For a certificate issued as a result of this exception, the effective date of the certificate is December 31, 2010.


MCL 125.2788




(Please note:  The arguments contained in this analysis originate from sources outside the Senate Fiscal Agency. The Senate Fiscal Agency neither supports nor opposes legislation.)


Supporting Argument

In 2010, Sensations Memory Care bought a former nursing home in Charlotte with the intention to rehabilitate the property and open it as a residential facility for people suffering from dementia. Since the facility was blighted and in need of extensive mold removal, the company approached city officials about designating the property as a rehabilitation district so that the property would be eligible for a tax break under the Obsolete Property Rehabilitation Act. City officials apparently were agreeable and the property owner submitted its application for an exemption certificate. The rehabilitation project was begun in September 2010 and, following some delays in completing the project and securing a license to operate, the facility opened in 2012. After the improvements were completed, the facility's owners received a tax bill that did not reflect an abatement under the Act. City officials realized that they had made a mistake, and the application for the exemption certificate had not been processed. The city then created the obsolete property rehabilitation district in October 2012, but that was more than two years after the rehabilitation project was begun, so the property did not qualify for the tax abatement.


In Detroit, the Green Garage (a small, family-run business incubator) acquired a vacant historic warehouse in 2008. After a structural engineer's assessment that there was a severe risk of the roof collapsing in heavy snowfall, the organization had the roof repaired.
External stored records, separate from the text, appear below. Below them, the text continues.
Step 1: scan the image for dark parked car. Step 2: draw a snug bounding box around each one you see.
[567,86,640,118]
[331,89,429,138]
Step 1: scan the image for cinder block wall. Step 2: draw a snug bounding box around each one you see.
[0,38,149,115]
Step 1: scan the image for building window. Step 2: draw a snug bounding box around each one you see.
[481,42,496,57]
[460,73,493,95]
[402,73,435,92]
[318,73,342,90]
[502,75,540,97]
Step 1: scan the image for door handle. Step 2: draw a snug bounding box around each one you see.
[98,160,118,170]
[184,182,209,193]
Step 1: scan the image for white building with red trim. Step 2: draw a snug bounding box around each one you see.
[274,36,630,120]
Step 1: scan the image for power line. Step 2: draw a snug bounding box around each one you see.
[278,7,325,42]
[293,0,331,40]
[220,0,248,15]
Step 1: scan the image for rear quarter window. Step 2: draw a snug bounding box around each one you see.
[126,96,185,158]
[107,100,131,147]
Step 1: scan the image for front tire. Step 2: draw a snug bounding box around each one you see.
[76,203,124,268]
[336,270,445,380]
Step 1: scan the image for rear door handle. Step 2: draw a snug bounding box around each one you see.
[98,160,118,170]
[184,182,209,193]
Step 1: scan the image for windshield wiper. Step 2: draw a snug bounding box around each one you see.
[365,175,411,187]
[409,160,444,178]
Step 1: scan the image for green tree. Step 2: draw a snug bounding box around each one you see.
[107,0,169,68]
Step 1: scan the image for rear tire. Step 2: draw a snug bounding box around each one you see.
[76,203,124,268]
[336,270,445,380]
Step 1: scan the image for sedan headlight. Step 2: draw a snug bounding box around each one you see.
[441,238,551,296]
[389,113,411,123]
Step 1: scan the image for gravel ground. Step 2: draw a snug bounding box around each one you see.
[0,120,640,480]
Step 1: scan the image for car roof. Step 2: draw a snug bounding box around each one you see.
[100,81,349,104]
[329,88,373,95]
Later, working with State and local economic development organizations, the Green Garage sought and secured local designation of a rehabilitation district and city approval of an exemption certificate. The State Tax Commission subsequently denied the certificate, however, because the roof repair occurred before the rehabilitation district was established. The Green Garage reportedly has seen a great deal of success and houses 40 small businesses with over 70 entrepreneurs. Without the tax abatement otherwise available for the rehabilitation of obsolete property, the Green Garage and its constituent businesses would have had to pay much higher property taxes, which could have caused some of those operations to leave Detroit or even cease doing business.


Previous amendments to the Act have made exceptions to the requirement that a district be designated before a rehabilitation project has begun, for other instances in which an error was made. By enacting two exceptions to that requirement, the bill corrected an error that kept Sensations Memory Care from securing an expected tax benefit of rehabilitating blighted property and accommodated the Green Garage business incubator as well as the small businesses and entrepreneurs that it houses.

Response:  A statutory amendment should not be required to correct honest mistakes and instances of needed immediate repairs. Rather than amend the Act every time a situation like this occurs, perhaps legislation should establish an administrative procedure to address such errors.


Legislative Analyst:  Patrick Affholter




The bill will reduce local property tax revenue by an unknown and likely negligible amount. The actual amount of the reduction will depend upon the specific characteristics of the property affected by the bill, as well as the specific improvements made for any rehabilitated property.


Fiscal Analyst:  Elizabeth Pratt

This analysis was prepared by nonpartisan Senate staff for use by the Senate in its deliberations and does not constitute an official statement of legislative intent.